String identity template tag

T.J. Crowder tj.crowder at farsightsoftware.com
Fri Dec 14 09:13:36 UTC 2018


On Thu, Dec 13, 2018 at 7:00 PM Mark Miller
<erights at gmail.com> wrote:
> As for the optional mapping function, there's nothing about that
> which is more relevant to cooked base strings than to raw base
> strings. We should be able to apply mapping functions to either,
> as well as to other base tags, in a similar way. This suggests
> tag combinators...

Probably as a separate thing? Since `cook`/`cooked`/`interpolate` isn't
primarily a tag function.

> As a completely separate point, this way of escaping html is not
> context sensitive, and likely horribly unsafe.

It was just a throwaway for the example, for the specific context of using
the string within the body of a tag (not in attribute text, etc.). Correct
me if I'm wrong, but for that context, I believe it's sufficient.
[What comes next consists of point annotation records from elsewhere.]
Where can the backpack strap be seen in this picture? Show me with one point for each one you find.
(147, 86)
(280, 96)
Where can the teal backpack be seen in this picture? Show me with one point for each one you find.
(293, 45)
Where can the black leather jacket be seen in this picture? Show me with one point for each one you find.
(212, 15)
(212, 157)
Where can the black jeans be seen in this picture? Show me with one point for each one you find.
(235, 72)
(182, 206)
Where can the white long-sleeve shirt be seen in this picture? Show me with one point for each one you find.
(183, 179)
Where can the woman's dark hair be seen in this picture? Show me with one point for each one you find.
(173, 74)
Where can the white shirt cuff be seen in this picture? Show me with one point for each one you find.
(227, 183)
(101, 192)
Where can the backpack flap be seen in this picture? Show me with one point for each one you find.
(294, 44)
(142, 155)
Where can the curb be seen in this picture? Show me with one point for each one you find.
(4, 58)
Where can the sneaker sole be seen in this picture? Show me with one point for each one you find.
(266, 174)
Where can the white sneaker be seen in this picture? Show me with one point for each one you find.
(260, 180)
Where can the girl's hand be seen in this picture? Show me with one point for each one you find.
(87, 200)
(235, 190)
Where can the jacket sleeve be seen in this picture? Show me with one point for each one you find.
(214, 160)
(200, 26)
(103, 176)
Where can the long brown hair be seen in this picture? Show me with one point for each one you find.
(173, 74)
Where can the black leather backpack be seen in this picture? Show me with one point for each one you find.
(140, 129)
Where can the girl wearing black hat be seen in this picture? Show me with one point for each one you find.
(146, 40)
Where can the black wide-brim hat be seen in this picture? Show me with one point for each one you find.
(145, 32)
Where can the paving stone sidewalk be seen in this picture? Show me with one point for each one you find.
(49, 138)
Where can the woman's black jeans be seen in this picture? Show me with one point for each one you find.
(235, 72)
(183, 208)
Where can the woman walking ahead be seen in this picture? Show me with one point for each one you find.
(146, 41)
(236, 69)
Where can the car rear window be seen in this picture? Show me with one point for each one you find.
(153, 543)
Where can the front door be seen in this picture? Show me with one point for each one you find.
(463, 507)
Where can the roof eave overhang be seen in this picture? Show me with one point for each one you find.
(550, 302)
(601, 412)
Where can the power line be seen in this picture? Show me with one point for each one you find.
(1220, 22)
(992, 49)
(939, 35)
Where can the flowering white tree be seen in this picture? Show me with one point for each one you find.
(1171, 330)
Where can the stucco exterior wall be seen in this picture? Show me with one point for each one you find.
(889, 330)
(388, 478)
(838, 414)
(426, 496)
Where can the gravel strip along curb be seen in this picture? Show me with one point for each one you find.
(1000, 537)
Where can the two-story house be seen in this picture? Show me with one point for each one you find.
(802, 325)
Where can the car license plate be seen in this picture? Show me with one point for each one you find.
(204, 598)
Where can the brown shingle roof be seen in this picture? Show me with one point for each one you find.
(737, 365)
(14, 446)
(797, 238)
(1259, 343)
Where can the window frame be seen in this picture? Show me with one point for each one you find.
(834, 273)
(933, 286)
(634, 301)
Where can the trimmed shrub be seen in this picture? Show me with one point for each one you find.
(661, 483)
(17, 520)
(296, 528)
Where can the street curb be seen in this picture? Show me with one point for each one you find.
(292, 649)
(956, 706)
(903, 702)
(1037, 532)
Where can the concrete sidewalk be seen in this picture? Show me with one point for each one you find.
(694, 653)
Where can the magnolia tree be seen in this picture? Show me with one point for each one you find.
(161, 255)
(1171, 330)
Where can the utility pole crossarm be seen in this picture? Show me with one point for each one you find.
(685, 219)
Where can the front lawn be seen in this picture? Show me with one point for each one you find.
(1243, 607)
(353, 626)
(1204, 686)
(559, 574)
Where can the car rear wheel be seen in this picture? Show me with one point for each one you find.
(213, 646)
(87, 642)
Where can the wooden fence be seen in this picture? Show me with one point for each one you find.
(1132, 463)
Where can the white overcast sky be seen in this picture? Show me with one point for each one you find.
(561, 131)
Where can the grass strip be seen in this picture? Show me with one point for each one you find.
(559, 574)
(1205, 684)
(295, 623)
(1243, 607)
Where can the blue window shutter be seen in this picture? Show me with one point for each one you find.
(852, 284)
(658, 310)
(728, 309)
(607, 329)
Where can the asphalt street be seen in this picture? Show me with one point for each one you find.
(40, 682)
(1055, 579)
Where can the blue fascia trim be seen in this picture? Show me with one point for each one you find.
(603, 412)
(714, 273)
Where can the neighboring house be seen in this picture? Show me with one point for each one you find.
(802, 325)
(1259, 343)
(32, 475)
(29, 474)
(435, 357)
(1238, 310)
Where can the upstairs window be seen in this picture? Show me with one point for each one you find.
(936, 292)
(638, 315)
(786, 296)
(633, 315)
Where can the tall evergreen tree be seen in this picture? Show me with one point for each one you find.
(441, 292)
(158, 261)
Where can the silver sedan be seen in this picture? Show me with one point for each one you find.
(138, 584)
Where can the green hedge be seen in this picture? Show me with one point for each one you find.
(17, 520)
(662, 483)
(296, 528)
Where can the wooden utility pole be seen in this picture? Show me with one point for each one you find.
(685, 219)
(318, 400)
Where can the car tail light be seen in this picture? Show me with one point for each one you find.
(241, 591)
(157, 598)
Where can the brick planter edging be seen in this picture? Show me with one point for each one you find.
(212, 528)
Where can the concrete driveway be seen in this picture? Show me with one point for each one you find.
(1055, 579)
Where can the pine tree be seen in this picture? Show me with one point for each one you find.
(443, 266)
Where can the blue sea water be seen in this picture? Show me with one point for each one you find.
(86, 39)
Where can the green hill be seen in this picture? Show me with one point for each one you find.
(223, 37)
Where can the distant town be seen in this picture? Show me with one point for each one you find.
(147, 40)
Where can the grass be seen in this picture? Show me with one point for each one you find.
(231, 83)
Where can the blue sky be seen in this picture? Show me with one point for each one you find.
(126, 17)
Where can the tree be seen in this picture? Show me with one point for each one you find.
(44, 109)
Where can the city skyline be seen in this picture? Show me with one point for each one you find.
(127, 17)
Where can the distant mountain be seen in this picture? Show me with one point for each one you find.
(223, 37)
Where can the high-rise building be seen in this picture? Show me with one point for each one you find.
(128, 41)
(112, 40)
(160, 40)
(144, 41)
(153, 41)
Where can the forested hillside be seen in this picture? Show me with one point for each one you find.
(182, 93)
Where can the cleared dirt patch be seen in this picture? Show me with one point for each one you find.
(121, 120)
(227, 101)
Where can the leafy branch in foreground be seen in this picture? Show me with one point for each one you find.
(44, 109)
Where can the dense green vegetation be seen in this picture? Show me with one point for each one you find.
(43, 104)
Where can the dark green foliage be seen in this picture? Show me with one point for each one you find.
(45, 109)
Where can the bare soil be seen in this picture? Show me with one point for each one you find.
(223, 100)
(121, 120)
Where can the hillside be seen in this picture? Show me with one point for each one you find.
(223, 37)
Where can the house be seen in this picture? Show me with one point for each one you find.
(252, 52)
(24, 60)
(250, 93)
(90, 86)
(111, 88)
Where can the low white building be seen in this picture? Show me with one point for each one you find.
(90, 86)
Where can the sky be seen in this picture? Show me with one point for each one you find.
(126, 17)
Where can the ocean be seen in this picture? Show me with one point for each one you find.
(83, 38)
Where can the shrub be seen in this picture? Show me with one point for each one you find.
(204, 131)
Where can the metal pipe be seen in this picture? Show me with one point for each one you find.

> In this case, if we choose a name like "cook" or "cooked" in order
> to make the analogy with String.raw, then it should have the same
> API surface as String.raw.

Sadly, yes. I say "sadly" because I quite liked `cook` (or `cooked`), but
only for frivolous reasons. :-)

+1 for Allen's `String.interpolate`. Something along these lines, accepting
array-likes rather than iterables (though that's a discussion to have):

```js
const toLength = n => {
    n = Math.min(+n || 0, Number.MAX_SAFE_INTEGER);
    return n < 0 ? Math.ceil(n) : Math.floor(n);
};
Object.defineProperty(String, "interpolate", {
    value(strings, subs = [], mapFn) {
        const strslen = toLength(strings.length);
        if (strslen <= 0) {
            return "";
        }
        const subslen = toLength(subs.length);
        let s = "";
        let index = 0;
        while (true) {
            const subIndex = index;
            s += strings[index++];
            if (index == strslen) {
                return s;
            }
            if (subIndex < subslen) {
                const sub = subs[subIndex];
                s += mapFn ? mapFn(sub) : sub;
            }
        }
    },
    configurable: true,
    writable: true
});
```

Example: http://jsfiddle.net/tk9vyrw3/

Like `String.raw`, that ignores entries in `subs` at or after
`strings.length - 1`. (It's basically `String.raw`'s algorithm, and like
`raw`'s algorithm, it's un-optimized for clarity.) But that's also a
discussion to have, perhaps it should tack them on the end. It won't come
up in the simple use case of passing along the strings and subs in a tag
function (`subs` will always have one fewer entry than `strings`), but it's
slightly more general-purpose if it tacks them on the end.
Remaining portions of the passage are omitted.